25. The method of claim 1, further comprising mixing the contents of the droplets with a competitor oligonucleotide comprising a single-stranded portion that hybridizes to the 3' end of the unbound copy of the first oligonucleotide primer during pooling, thereby preventing de novo binding of unbound DNA fragments after pooling.

26. The method of claim 1, further comprising mixing the contents of the droplets with a competitive oligonucleotide comprising a single-stranded portion that hybridizes to the 3' end of the unbound copy of the oligonucleotide adaptor during pooling, thereby preventing de novo binding of unbound DNA fragments after pooling.

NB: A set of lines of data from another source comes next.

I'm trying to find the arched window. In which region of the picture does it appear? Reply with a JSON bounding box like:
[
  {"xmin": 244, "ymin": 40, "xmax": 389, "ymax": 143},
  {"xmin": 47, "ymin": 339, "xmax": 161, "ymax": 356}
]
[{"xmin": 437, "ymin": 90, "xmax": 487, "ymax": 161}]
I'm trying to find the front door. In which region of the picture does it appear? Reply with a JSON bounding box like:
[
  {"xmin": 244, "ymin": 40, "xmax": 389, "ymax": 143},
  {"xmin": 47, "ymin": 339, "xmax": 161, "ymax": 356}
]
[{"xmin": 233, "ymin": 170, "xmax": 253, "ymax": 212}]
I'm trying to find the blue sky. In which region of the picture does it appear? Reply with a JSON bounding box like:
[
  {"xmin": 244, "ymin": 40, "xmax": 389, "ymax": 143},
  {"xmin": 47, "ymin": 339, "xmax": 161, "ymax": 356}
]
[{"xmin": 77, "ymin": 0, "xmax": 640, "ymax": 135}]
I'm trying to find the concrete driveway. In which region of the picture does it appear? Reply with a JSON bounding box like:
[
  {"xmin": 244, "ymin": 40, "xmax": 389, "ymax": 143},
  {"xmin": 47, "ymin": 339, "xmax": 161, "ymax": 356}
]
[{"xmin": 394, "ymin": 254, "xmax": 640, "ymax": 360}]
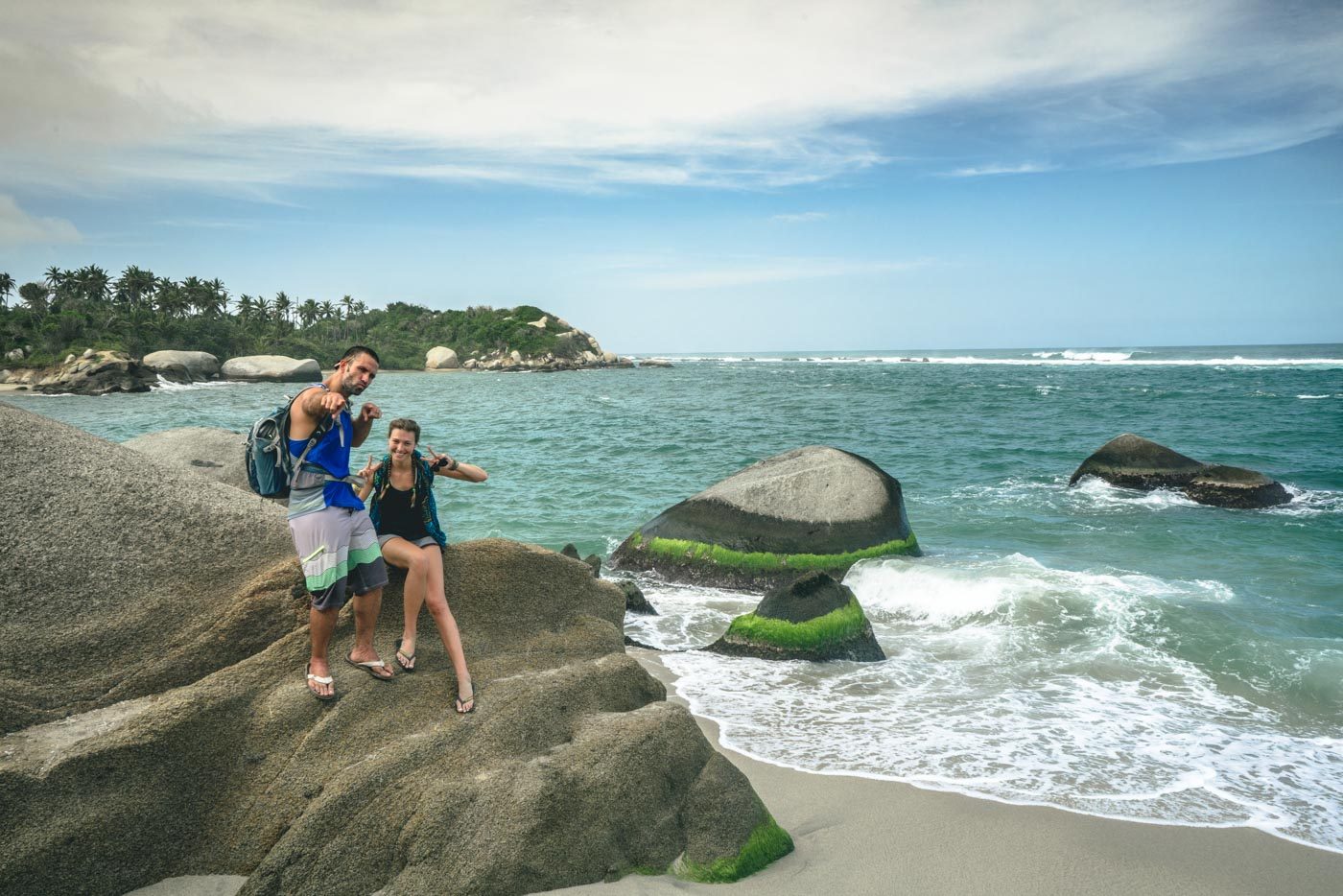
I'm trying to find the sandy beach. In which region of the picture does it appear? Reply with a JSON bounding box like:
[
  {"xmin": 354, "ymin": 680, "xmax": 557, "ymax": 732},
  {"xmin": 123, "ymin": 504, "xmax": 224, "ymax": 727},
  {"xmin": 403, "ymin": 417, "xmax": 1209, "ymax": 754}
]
[{"xmin": 552, "ymin": 648, "xmax": 1343, "ymax": 896}]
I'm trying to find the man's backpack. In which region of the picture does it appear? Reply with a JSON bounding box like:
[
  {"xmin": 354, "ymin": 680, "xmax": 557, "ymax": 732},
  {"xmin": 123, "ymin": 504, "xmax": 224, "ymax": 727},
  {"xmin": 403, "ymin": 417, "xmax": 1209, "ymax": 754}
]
[{"xmin": 243, "ymin": 395, "xmax": 332, "ymax": 499}]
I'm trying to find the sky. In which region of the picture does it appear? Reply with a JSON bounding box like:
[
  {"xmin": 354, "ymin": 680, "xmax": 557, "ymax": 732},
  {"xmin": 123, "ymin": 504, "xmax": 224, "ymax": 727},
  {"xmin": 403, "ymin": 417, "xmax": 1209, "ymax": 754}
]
[{"xmin": 0, "ymin": 0, "xmax": 1343, "ymax": 353}]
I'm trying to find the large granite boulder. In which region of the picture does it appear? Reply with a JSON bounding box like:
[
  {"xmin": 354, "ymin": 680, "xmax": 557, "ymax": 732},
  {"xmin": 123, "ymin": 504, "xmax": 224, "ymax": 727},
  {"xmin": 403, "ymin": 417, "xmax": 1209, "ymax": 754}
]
[
  {"xmin": 424, "ymin": 345, "xmax": 462, "ymax": 370},
  {"xmin": 0, "ymin": 404, "xmax": 791, "ymax": 896},
  {"xmin": 122, "ymin": 426, "xmax": 252, "ymax": 494},
  {"xmin": 36, "ymin": 352, "xmax": 158, "ymax": 395},
  {"xmin": 705, "ymin": 571, "xmax": 886, "ymax": 662},
  {"xmin": 219, "ymin": 355, "xmax": 322, "ymax": 383},
  {"xmin": 1068, "ymin": 433, "xmax": 1292, "ymax": 509},
  {"xmin": 140, "ymin": 350, "xmax": 219, "ymax": 382},
  {"xmin": 608, "ymin": 446, "xmax": 919, "ymax": 590}
]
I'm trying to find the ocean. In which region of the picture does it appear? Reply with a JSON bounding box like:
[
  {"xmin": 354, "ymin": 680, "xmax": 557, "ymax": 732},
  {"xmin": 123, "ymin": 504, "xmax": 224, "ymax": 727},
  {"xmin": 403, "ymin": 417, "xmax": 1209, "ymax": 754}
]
[{"xmin": 4, "ymin": 343, "xmax": 1343, "ymax": 852}]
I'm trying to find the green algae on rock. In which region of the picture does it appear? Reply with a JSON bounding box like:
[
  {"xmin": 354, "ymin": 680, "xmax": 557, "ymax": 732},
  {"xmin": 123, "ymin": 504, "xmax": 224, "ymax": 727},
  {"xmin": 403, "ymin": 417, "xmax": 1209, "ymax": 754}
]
[
  {"xmin": 610, "ymin": 446, "xmax": 920, "ymax": 588},
  {"xmin": 705, "ymin": 571, "xmax": 886, "ymax": 662}
]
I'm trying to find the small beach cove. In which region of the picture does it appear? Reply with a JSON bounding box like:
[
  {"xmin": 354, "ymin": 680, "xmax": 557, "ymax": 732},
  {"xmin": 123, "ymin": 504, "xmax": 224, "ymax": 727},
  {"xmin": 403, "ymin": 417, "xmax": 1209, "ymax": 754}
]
[{"xmin": 6, "ymin": 346, "xmax": 1343, "ymax": 892}]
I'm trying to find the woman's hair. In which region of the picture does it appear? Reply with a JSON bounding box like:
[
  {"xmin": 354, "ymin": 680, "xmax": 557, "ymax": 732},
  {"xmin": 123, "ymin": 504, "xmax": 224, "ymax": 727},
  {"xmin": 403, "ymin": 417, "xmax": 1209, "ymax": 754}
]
[{"xmin": 387, "ymin": 416, "xmax": 419, "ymax": 444}]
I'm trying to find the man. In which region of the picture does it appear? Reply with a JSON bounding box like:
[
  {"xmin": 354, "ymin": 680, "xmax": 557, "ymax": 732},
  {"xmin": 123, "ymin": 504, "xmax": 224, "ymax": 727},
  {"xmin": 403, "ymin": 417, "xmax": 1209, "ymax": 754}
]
[{"xmin": 289, "ymin": 345, "xmax": 392, "ymax": 700}]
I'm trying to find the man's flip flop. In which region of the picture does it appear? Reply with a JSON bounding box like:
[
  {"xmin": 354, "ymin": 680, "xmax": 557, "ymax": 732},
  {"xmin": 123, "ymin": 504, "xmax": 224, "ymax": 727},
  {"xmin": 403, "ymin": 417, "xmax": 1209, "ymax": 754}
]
[
  {"xmin": 308, "ymin": 660, "xmax": 336, "ymax": 702},
  {"xmin": 345, "ymin": 654, "xmax": 392, "ymax": 681},
  {"xmin": 396, "ymin": 638, "xmax": 415, "ymax": 674}
]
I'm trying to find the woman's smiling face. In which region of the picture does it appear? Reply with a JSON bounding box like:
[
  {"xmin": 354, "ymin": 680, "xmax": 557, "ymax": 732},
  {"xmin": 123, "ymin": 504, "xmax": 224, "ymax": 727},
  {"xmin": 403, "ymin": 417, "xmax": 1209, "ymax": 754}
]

27. The method of claim 25 or 26, wherein the competitor oligonucleotide comprises a 3' terminus that is not extendable by a polymerase.

28. The method of claim 1, wherein the polymerase in the contacting is a strand displacing polymerase.

29. The method of claim 1, wherein the polymerase in the contacting has 5 '-3' exonuclease activity.

30. The method of claim 1, wherein the transposase is TN5 transposase.

31. The method of claim 1, wherein the transposase is attached to a bead.

32. The method of any one of claims 1-31, further comprising sequencing the barcoded DNA sequence, wherein the sequencing comprises hybridizing sequencing primers and extending them to the barcoded DNA sequence.

33. The method of claim 32, wherein the sequencing primer comprises one or more artificial nucleotides that form higher affinity base pairing than in natural nucleotides.